- Cerner Corporation and Epic Systems trail athenahealth as the easiest, most effective EHR technology to connect to for EHR data sharing purposes, according to the latest KLAS performance report on EHR interoperability.
The October report — Interoperability 2015: Are We Lifting Together? — scores Epic and athenahealth equally at 3.8 out of 5 among healthcare providers across eight interoperability measures, but that's where perceptions of the two EHR vendors start to drift apart.
On the subject of establishing interoperability between different EHR technologies, athenahealth outpaced Epic among customers rating their own EHR systems as well as providers connecting with external EHR technology for its ease of integrating with other systems. Conversely, EHR vendors gave the nod to Epic for its effectiveness in establishing EHR-to-EHR connections. Among its non-customers, Cerner came in between athenahealth and Epic.
According to KLAS researchers, EHR customers credit athenahealth with its handling of EHR integration costs, particularly in "choosing not to pass along many additional integration costs to customers." Additionally, the EHR company headquarters in Watertown, Mass., received high marks for incorporating patient data conveniently into clinical workflows and the ability to connect to multiple physician practices through its cloud-based platform.
Both Epic and Cerner likewise received praise from those surveyed by KLAS — as well as criticism:
EPIC: Data sharing among Epic clients is pervasive across the country, and sharing is solid via point-to-point and HIE connections to organizations with foreign EMRs. Epic customers share with other Epic customers in order to receive the same, often forcing competitive health systems to share whether they want to or not.
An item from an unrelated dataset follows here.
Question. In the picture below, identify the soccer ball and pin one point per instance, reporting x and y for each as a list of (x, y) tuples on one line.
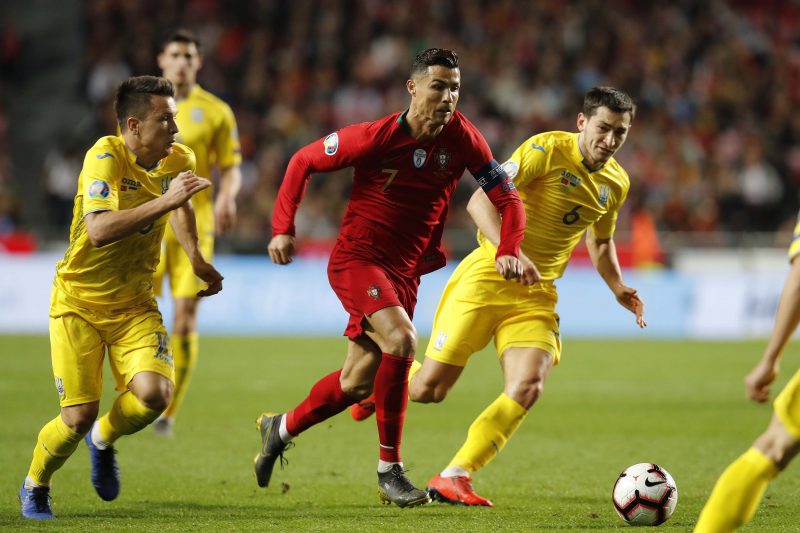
[(645, 495)]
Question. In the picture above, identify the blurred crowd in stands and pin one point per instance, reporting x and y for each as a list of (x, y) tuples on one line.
[(715, 146)]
Once Epic agrees to an integration project, their strong service is a significant benefit. Some non-customers voice frustration with Epic’s strict adherence to self-imposed standards.
CERNER: Cerner and non-Cerner customers report Cerner to be easy to connect to and effective at a broad range of complex connections. Cerner is rated lower by clients for higher integration costs and the lack of a simple switch to turn on sharing with other Cerner clients. Reports from vendor peers of Cerner being less effective to work with are tied to software versions, costs, and licensing outside the CommonWell conversation.
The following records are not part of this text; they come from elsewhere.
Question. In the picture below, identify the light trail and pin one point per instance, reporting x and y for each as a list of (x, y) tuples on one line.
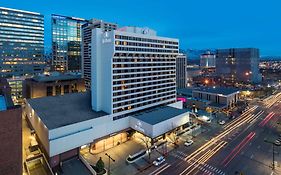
[(252, 136), (242, 115), (247, 117), (204, 158), (266, 119), (220, 136), (234, 151)]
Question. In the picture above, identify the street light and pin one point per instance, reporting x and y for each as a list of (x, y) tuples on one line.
[(109, 158), (273, 151)]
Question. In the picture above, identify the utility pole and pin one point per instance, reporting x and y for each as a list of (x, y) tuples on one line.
[(273, 152), (109, 159)]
Not faring well among both EHR customers and non-customers average interoperability and ease of connecting were Allscripts, eClinicalWorks, Greenway, MEDITECH, and NextGen.
The KLAS performance report on EHR interoperability also explores the prevalence of information blocking and finds that instances are rare. This comes despite federal interest in the willful practice of preventing health information exchange, most recently by the Office of Inspector General (OIG).
Providers, however, are not reporting information blocking activities by vendors but instead point to financial and technical factors:
"Providers overwhelmingly report their vendors to be willing to help them share but say business revenue models and lack of technical resources often get in the way," the report states. "No provider has reported a circumstance in which a vendor contractually or otherwise willingly impeded information sharing, aside from the business models around profitability. Most vendors have changed or are changing these models to more cost-effective approaches (e.g., CommonWell clients report minimal cost barriers and Epic eliminated a per-transaction fee)."
Another barrier reportedly is the unwillingness of some providers to willingly share data. Almost all provider respondents (98%) indicated a willingness for data sharing but a large number (82%) claimed their main competitors to be unwilling.
"Either way, most providers are starting to see data sharing as inevitable, but resistance remains. Smaller ambulatory practices are the least likely care providers to want to share their own records," KLAS researchers write.
Other takeaways from the report range from the importance of customer service and the rise of application programming interfaces (APIs) to advance EHR interoperability.
First, superior service levels differentiate athenahealth and Epic from competitors because of their ability to work with both their EHR end-users and others to enable data connections. Despite its high interoperability scores in the KLAS performance report, Epic has a perception of struggling in this area.
Second, Fast Healthcare Interoperability Resources (FHIR) is emerging as a competitor to CommonWell and Carequality as a potential solution to point-to-point connections between different EHR technologies. " FHIR was voted by providers and vendors as the standard that will be of highest future value, while prominent collaborations CommonWell and The Sequoia Project (also known as Carequality or Healtheway) are considered by providers as significantly less likely to improve future interoperability," the report states.
Lastly, despite variation in costs for establishing connections with other EHR platforms and providers, it is not a leading factor among EHR end-users in their EHR selections. "Healthcare organizations are unclear about vendor differences when it comes to external connectivity and so cannot use this as a decision criteria," the report concludes.